On appeal we vacated David's five-year sentence under § 924(c)(1). United States v. David, 96 F.3d 1477, 1482 (D.C. Cir. 1996). As removal of that sentence brought related gun possession enhancements under USSG § 2D1.1(b) into play, we remanded to the district court for application of those enhancements. See United States v. Rhodes, 106 F.3d 429, 432-33 & n.3 (D.C. Cir. 1997) (finding no constitutional or statutory bar to such a procedure). Resentencing David in 1997, the district court added two offense levels, yielding a level of 35. The court here correctly observed that offense level 35 entailed a range of 188 to 235 months and that David had been resentenced, at the lower end of that range, to 188 months. District Court Decision at 2.

Finally, the court observed that the Sentencing Commission's 2007 amendment for crack cocaine provided for a "two level reduction." Id.

In short, the court expressed a clear understanding (1) that the 1997 188-month sentence had been at level 35, with a 188 to 235 month range, (2) that offense level 33 implied a 151 to 188 month range, and (3) that David was eligible for a two- level reduction in offense level. David in effect asks us to believe that the court, having handled all these numbers completely accurately, either failed to do the simple arithmetic of subtracting two from 35 and getting 33, or that somehow after making that subtraction it had forgotten its statement, about 12 lines higher on the same page, that level 33 entailed a range of 151 to 188 months. We cannot believe that.

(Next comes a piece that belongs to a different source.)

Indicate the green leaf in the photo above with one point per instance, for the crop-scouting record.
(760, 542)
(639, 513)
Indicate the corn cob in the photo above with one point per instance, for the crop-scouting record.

Of course the district court could have averted any risk of appellate (or defendant) doubt by expressly stating the maximum reduction permitted by § 3582(c)(2). As we have said, "Justice is better served through clarity on the record." In re Sealed Case, 199 F.3d 488, 491 (D.C. Cir. 1999).

But where, as here, the court's ruling reflects an accurate grasp of all the relevant information as to offense levels and sentencing ranges, as discussed above, we are confident in inferring that the district court performed the basic arithmetic needed to understand its authority to grant a reduction of up to 37 months. Unlike the situation in United States v. Lawson, 494 F.3d 1046 (D.C. Cir. 2007), where we could not be sure of the "starting point" for the court's application of the § 3553(a) factors, id. at 1058, here we have adequate grounds for inferring that the court knew that point exactly. The court fulfilled its obligation to determine the extent of the reduction authorized. We thus have no basis for thinking that a misunderstood starting or ending point could have skewed its exercise of discretion.

The decision of the district court is Affirmed.